About 36 people came from all over Northland, some driving quite long distances to be in Whangarei for the final night of Passover. With only a couple of exceptions (including me) they were either families with young children or much older folk. All were friendly and welcoming, though I was a bit taken aback by how comfortable several were in asking about my marital status within seconds of our introduction (none of your business either).
The inevitable problem in such gatherings of diverse, secular, diaspora Jews is what tunes to sing for the required songs. An ingenious approach was to play recordings for us to sing along with, karaoke style. Unfortunately the recordings were unfamiliar, though highly enjoyable, contemporary arrangements that didn't make our singing any less ragged. Fortunately I had had plenty of singing practice earlier in the week and was more confident about carrying a tune than usual (those who have heard me singing might not think it a good thing for me to feel confident about it).
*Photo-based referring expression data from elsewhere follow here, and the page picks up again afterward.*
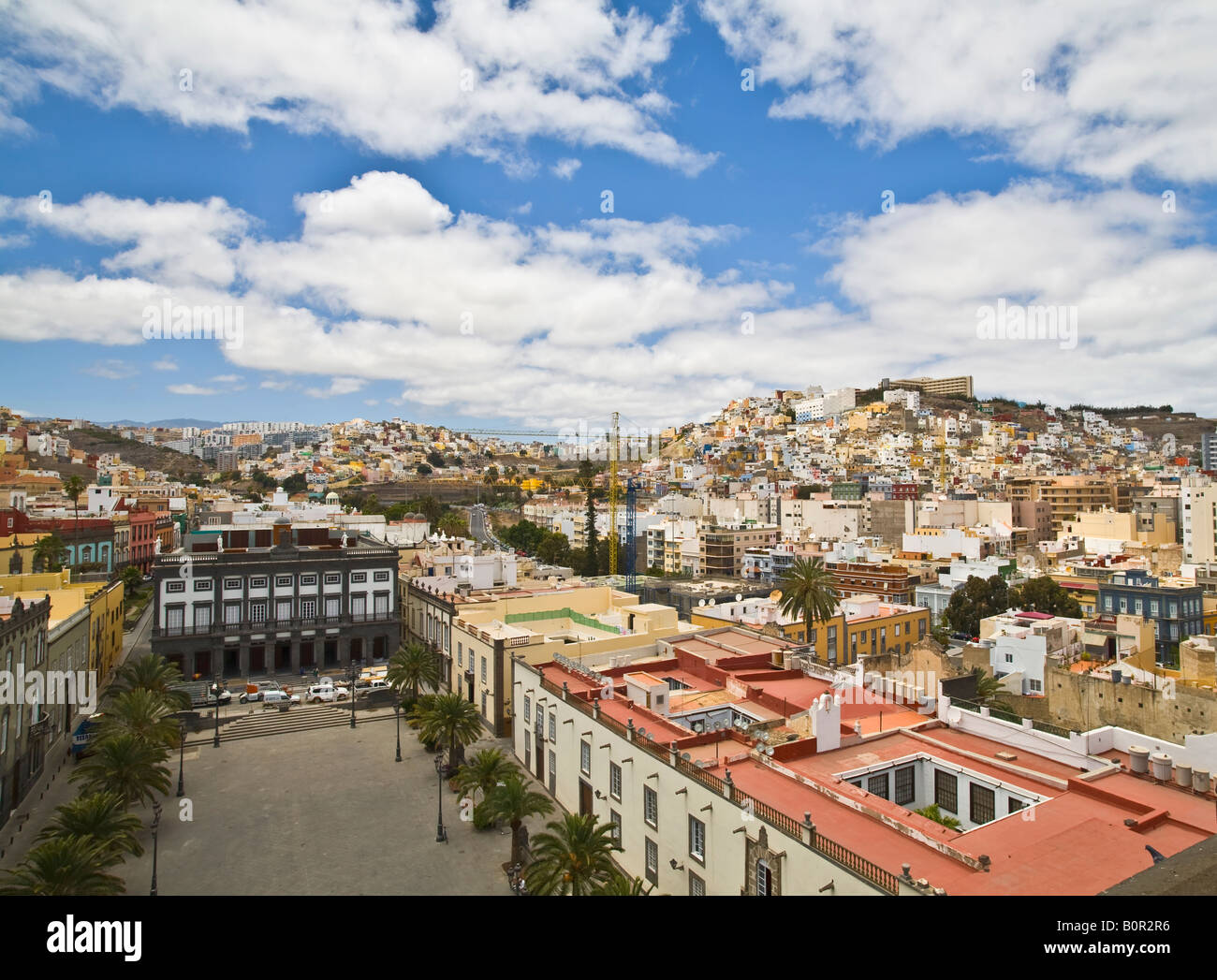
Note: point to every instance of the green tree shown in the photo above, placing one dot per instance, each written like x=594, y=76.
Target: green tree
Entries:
x=64, y=866
x=449, y=720
x=101, y=816
x=73, y=487
x=808, y=592
x=591, y=553
x=514, y=802
x=937, y=816
x=153, y=672
x=413, y=666
x=50, y=551
x=554, y=549
x=975, y=600
x=1045, y=594
x=483, y=772
x=453, y=525
x=573, y=856
x=144, y=713
x=125, y=765
x=621, y=884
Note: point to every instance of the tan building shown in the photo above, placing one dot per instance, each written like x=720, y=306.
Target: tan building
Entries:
x=571, y=622
x=1199, y=522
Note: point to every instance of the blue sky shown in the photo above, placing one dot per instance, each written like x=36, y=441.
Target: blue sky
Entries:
x=402, y=246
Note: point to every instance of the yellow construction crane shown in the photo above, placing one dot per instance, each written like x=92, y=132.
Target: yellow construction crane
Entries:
x=613, y=490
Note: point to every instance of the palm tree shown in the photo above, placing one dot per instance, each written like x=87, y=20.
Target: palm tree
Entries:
x=154, y=672
x=73, y=487
x=102, y=817
x=514, y=802
x=989, y=689
x=64, y=866
x=126, y=765
x=412, y=666
x=144, y=713
x=483, y=772
x=621, y=884
x=810, y=593
x=449, y=719
x=572, y=857
x=49, y=553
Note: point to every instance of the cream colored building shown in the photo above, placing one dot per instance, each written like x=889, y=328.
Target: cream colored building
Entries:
x=572, y=622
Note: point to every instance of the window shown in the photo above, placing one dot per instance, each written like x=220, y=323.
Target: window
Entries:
x=652, y=862
x=946, y=792
x=697, y=839
x=981, y=800
x=765, y=878
x=904, y=785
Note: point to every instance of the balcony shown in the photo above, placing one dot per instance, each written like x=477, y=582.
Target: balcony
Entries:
x=271, y=626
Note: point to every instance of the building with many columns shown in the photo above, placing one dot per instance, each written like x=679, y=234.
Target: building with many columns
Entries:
x=246, y=600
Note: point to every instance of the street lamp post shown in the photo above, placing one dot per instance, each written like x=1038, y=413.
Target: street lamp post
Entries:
x=156, y=825
x=397, y=712
x=215, y=691
x=182, y=755
x=441, y=834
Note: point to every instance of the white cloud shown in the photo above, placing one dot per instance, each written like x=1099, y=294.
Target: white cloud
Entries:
x=485, y=318
x=110, y=369
x=566, y=168
x=191, y=389
x=1119, y=84
x=482, y=80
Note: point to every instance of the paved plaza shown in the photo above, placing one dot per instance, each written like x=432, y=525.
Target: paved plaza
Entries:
x=319, y=812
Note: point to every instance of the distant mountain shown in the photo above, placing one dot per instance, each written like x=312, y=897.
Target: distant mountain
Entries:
x=163, y=422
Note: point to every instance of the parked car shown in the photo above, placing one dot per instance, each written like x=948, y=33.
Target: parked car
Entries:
x=319, y=693
x=255, y=692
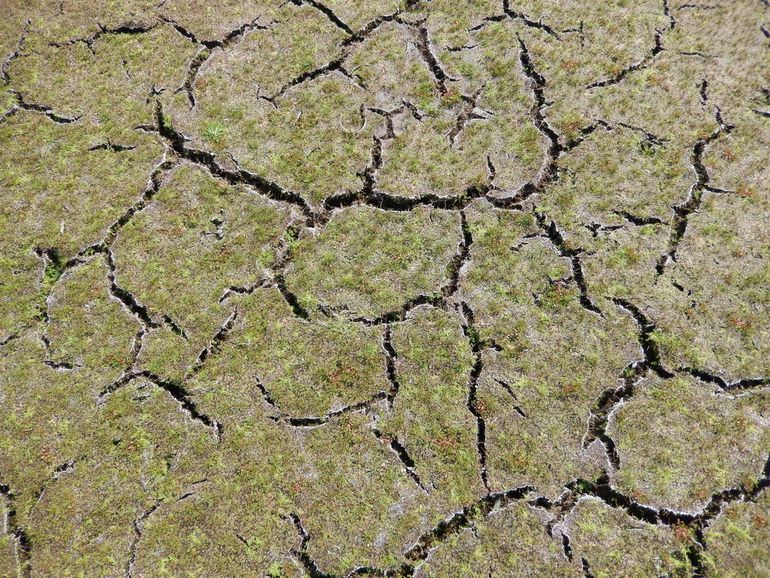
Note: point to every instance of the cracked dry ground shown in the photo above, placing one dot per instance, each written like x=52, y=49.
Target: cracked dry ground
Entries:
x=379, y=288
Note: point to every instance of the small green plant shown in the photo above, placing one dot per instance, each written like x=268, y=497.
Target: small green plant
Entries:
x=214, y=132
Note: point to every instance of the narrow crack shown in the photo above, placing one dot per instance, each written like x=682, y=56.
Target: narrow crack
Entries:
x=646, y=60
x=422, y=43
x=390, y=365
x=301, y=554
x=240, y=176
x=691, y=204
x=174, y=388
x=214, y=345
x=562, y=246
x=460, y=520
x=125, y=29
x=468, y=113
x=15, y=53
x=326, y=11
x=398, y=449
x=738, y=385
x=471, y=334
x=43, y=109
x=548, y=171
x=23, y=544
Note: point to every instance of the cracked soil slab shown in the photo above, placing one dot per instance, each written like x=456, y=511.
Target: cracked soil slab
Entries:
x=395, y=288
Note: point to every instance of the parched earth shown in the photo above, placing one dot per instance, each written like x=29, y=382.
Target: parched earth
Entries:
x=376, y=288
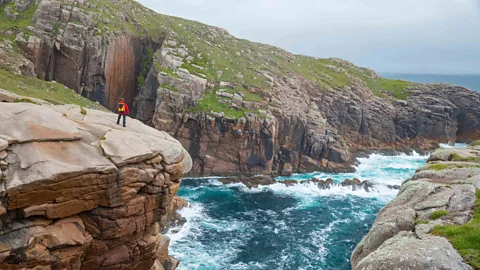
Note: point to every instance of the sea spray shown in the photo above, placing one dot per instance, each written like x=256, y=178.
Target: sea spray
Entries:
x=284, y=227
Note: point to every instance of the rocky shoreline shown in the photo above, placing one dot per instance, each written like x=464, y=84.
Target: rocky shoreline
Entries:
x=79, y=192
x=407, y=233
x=265, y=180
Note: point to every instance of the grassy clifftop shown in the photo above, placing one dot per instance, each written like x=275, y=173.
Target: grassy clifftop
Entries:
x=226, y=58
x=210, y=52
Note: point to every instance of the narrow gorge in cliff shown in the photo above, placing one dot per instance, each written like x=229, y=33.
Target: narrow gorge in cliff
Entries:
x=236, y=154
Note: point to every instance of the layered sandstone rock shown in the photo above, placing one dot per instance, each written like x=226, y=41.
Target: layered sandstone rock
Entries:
x=79, y=192
x=401, y=235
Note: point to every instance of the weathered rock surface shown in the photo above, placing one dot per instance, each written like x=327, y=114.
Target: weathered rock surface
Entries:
x=79, y=192
x=293, y=124
x=309, y=130
x=399, y=238
x=66, y=46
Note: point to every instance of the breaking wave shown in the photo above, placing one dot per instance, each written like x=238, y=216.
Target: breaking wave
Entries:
x=284, y=227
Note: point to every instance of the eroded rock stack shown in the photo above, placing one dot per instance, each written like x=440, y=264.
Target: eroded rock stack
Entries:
x=77, y=192
x=443, y=192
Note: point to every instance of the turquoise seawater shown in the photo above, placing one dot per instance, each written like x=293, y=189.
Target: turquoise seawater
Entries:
x=469, y=81
x=278, y=227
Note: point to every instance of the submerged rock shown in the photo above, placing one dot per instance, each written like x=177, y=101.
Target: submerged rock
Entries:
x=254, y=181
x=440, y=193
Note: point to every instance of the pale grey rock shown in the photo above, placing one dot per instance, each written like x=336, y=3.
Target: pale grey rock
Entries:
x=40, y=124
x=3, y=145
x=39, y=161
x=124, y=147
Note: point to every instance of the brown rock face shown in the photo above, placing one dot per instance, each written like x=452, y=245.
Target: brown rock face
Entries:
x=65, y=48
x=73, y=196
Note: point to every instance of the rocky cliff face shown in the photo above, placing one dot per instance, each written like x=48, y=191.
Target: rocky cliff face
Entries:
x=78, y=192
x=443, y=192
x=312, y=130
x=65, y=43
x=237, y=106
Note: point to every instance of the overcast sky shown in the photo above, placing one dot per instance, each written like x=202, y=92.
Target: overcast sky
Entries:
x=410, y=36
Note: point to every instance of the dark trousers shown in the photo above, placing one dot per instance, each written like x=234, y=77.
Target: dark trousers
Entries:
x=124, y=119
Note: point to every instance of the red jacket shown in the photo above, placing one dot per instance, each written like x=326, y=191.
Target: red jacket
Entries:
x=127, y=111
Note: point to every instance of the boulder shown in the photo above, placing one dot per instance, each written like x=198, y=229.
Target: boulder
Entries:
x=82, y=192
x=400, y=236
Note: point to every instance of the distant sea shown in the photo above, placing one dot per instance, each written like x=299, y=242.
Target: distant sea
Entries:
x=469, y=81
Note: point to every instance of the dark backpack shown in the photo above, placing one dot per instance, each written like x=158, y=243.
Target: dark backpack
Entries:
x=121, y=107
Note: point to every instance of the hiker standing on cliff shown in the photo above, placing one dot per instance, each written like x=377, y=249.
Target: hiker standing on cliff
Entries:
x=123, y=110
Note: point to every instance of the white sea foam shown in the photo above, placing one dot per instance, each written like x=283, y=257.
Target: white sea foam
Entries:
x=457, y=145
x=187, y=244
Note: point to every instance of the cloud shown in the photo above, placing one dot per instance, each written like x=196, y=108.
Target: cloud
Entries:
x=399, y=36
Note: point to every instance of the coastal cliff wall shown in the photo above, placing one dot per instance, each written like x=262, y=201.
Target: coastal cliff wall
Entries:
x=78, y=192
x=433, y=221
x=296, y=132
x=239, y=107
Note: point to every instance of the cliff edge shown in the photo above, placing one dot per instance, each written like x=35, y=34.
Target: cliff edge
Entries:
x=79, y=192
x=433, y=223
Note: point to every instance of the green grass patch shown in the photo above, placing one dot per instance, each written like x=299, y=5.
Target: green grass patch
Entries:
x=465, y=238
x=475, y=143
x=51, y=92
x=23, y=21
x=169, y=87
x=249, y=96
x=438, y=214
x=418, y=222
x=211, y=103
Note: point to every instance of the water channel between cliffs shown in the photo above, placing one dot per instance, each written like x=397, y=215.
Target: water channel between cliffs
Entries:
x=279, y=227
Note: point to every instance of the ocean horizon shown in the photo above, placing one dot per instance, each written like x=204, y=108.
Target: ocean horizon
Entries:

The hagadah (order of service) was admirably concise for a gathering with so many young children, who had rehearsed to sing the four questions and tell a funny version of the Egypt story. Through out the rituals there was much hilarity as a trio of women leapt up at intervals to sing silly seder songs.
Asi, who was leading the service, kept asking me how I thought this compared to a traditional seder, but the truth is I don't know that I have ever attended a 'traditional' seder. Each of the several dozen in my life that I remember has been a quirky expression of that family's or community's relationship to Judaism. I once found a very camp hagadah on the internet, full of references to classic Hollywood movies and highly unsuitable for young children- and because that year I was expecting a gay couple and no kids, I used it. One of the many things I love about being a Jew is that there is a tradition of challenging orthodoxy and experimentation. As long as there are the makings of a Hillel sandwich (yummy apple and nut paste with horseradish and matzah- a taste that probably needs to be aquired young), at least four glasses of blessed wine and plenty of dipping, I'm happy.
The Northland seder covered the necessary halachical (religious law) bases yet was as relaxed, and playful, as most I have attended. I ate too much, enjoyed myself very much and made some new friends... nothing more could be asked. Chag sameach.
** While writing this post I glanced out my window to see a flock of 8 pukeko highstepping across my lawn!